Children jokes
At school, Little Johnny's classmate tells him that most adults are hiding at least one dark secret, so it's very easy to blackmail them by saying, "I know the whole truth."
Little Johnny decides to go home and try it out. Johnny's mother greets him at home, and he tells her, "I know the whole truth." His mother quickly hands him $20 and says, "Just don't tell your father."
Quite pleased, the boy waits for his father to get home from work, and greets him with, "I know the whole truth." The father promptly hands him $40 and says, "Please don't say a word to your mother."
Very pleased, the boy is on his way to school the next day when he sees the mailman at his front door.
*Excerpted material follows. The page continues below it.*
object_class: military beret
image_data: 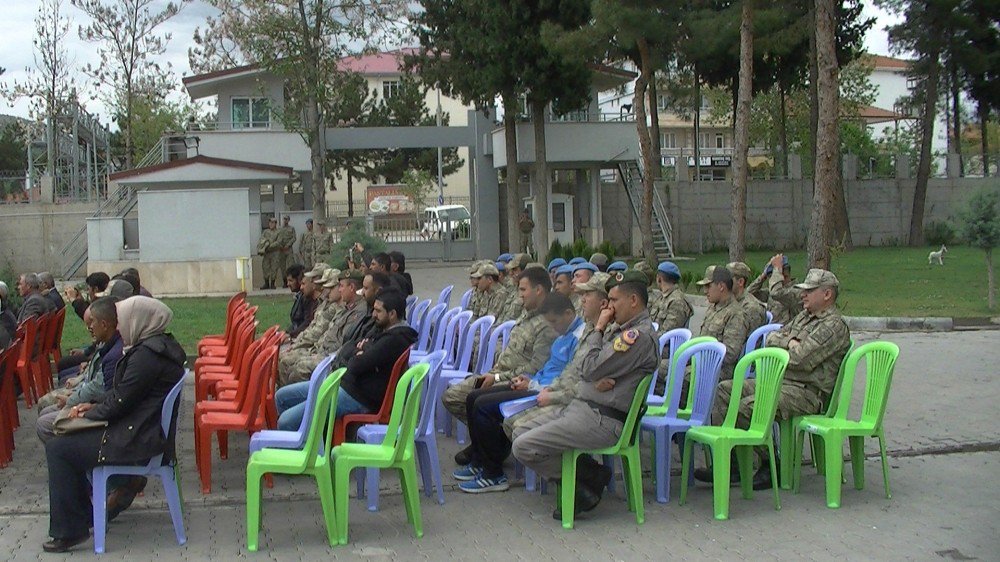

The boy greets him by saying, "I know the whole truth." The mailman immediately drops the mail, opens his arms, and says, "Then come give your Daddy a great big hug!"
I made a house for orphans and...
they had no clue how to use it.
What's the difference between an apple and an orphan?
One of them gets picked up.
My sister was hitting on my boyfriend. I'm 11, she's 9. She said, "Go f-ck yourself," so I said, "Okay, thanks for the idea!"
What's the difference between a trampoline and a baby? I take my shoes off when I jump on a trampoline.
If orphans aren’t religious, they really have no father. 😂
What do orphans call their parents?
Unicorns because they don’t exist.
Your kid is so annoying, he makes his Happy Meal cry.
Once I saw a girl crying and asked, "Where are your parents?" God, I love working at orphanages.
My kids [are] so damn bad[.] We took them to Disney in Florida. They paid me not to bring them back ever.
When is it bedtime in the Jacksons' house?
When the big hand 🖐 meets the little 🤚.
What’s an orphan's favorite game?
Catch.
What do kids play when they can't play with a phone?
Bored games.
Orphans are really out here taking selfies.
Nah bro, that's a family photo.
Isn't it sad that orphans are only allowed self raising flour? Orphan-👁👄👁
What has 50 legs but can't walk?
25 disabled children.
A teacher asked his students a math question.
"You have one dollar. Your parents give you five dollars. How much money do you have?"
After some thinking, about half the class raised their hands. The teacher called on a little girl in the front.
"One dollar!" she said.
Why aren't orphans good at Monopoly?
They don't know what a house is.
"Jonny, Jonny?"
"Yes, Papa?"
"Eating sugar?"
"No, Papa."
"Open your mouth!" Shoves hand down throat-
What's worse than ten babies on one tree? One baby on ten trees.